The typical strategic agreements in the biotech world generally resemble a CRADA (Cooperative Research and Development Agreement). The following discussion relates primarily to the context of a CRADA. Future columns will discuss other types of agreements and permutations of issues that should be provided for in such agreements.
A CRADA generally has three stages: research, development, and commercialization. In stage one, a detailed research plan carefully defines the goal or endpoint of the R&D, usually defined as the “project product.” The research plan is significant because it is an agreement on which party has what responsibilities, both activities and financial obligations. Most important, the plan should carefully specify what technology each party brings to the table.
There should be no ambiguities. Every possible term should be defined. If the definitions are not correct, parties will never get to their endpoints. There will never be any “there” there. Accordingly, amongst other things, it is important to define your inventions, know how, patent rights, technical assistance, interest in joint developments, interest in third party development, proprietary rights (including all of the foregoing).
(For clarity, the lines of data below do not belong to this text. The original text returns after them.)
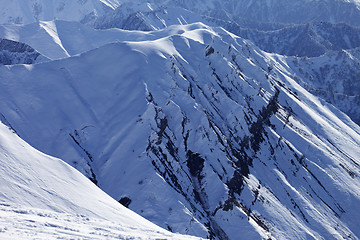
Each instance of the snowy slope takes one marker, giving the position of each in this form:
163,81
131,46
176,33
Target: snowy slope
25,12
198,131
42,197
12,52
335,77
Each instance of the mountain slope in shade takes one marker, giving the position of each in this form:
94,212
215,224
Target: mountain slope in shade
198,131
42,197
25,12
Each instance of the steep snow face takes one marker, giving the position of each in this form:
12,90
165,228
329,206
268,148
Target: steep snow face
283,11
12,52
335,77
198,131
310,39
43,197
24,12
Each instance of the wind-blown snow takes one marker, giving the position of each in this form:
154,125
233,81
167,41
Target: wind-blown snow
42,197
201,131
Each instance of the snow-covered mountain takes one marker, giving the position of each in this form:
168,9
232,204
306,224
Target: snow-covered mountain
184,112
12,52
42,197
197,130
29,11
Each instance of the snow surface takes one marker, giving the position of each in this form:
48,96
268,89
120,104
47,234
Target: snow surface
134,115
194,128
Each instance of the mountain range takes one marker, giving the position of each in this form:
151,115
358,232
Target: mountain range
217,119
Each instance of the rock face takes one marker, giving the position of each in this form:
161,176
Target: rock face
12,52
198,131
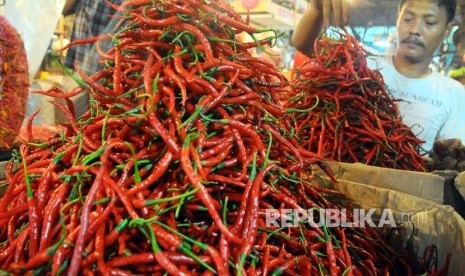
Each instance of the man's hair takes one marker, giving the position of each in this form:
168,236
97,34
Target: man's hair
449,5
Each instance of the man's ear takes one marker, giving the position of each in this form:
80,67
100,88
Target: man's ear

And the same goes for the other party.
Similarly, among all of those categories, there may be some that are jointly owned, some that are jointly owned with a third party, and some that belong to a third party to begin with and may require in-bound licenses.
By making it clear at the outset what each party brings, it should also be clear what each party is entitled to when there is a development that does not fit into any of the intellectual property in existence at the outset of the CRADA.
In the research phase, project teams or steering committees from each side usually decide upon budgets and rights to new inventions and ultimate project products. But there are always attendant obligations with rights, and parties seeking to obtain rights must be willing to undertake the attendant obligations, such as prosecution and enforcement of patents.
Ultimately there are issues with respect to the specific obligations of the parties in connection with registration of the project product: Which party will make, use or sell the product in a particular geographic territory? Will there be exclusive rights in certain defined areas? In some cases, the parties may want to form a joint venture in some geographical territories and license the technology, manufacture of the technology or the sale of the project product to a third party.
It is not unusual for the party granting the license rights to require an exercise of an option in connection therewith. Too often, I see agreements that state a party has option rights; however, in my opinion, those option rights are often ambiguous and unenforceable. If the terms of those option rights are not carefully defined, it is not certain that the grantee of the option rights will ever be able to effectively enter into the license agreement to which it purportedly has an option.
If you do not know all the terms of the license, then you really have a right to negotiate or perhaps the right of first refusal. When drafting the license agreement, just as in drafting the CRADA, it is important to set forth the obligations of each party in as much detail as possible. In similar fashion, if the licensee is to perform, spell out what is expected. When considering the commercialization of a product, cover everything from marketing to regulatory to finance issues, as well as future scientific advances. In connection with royalties, specify the currency, deal with the tax issues, and leave nothing to chance.
There are three basic rules in approaching any agreement:
- Get it in writing and make the writing clear.
- Trust no one.
- In the words of President Ronald Reagan, trust but verify.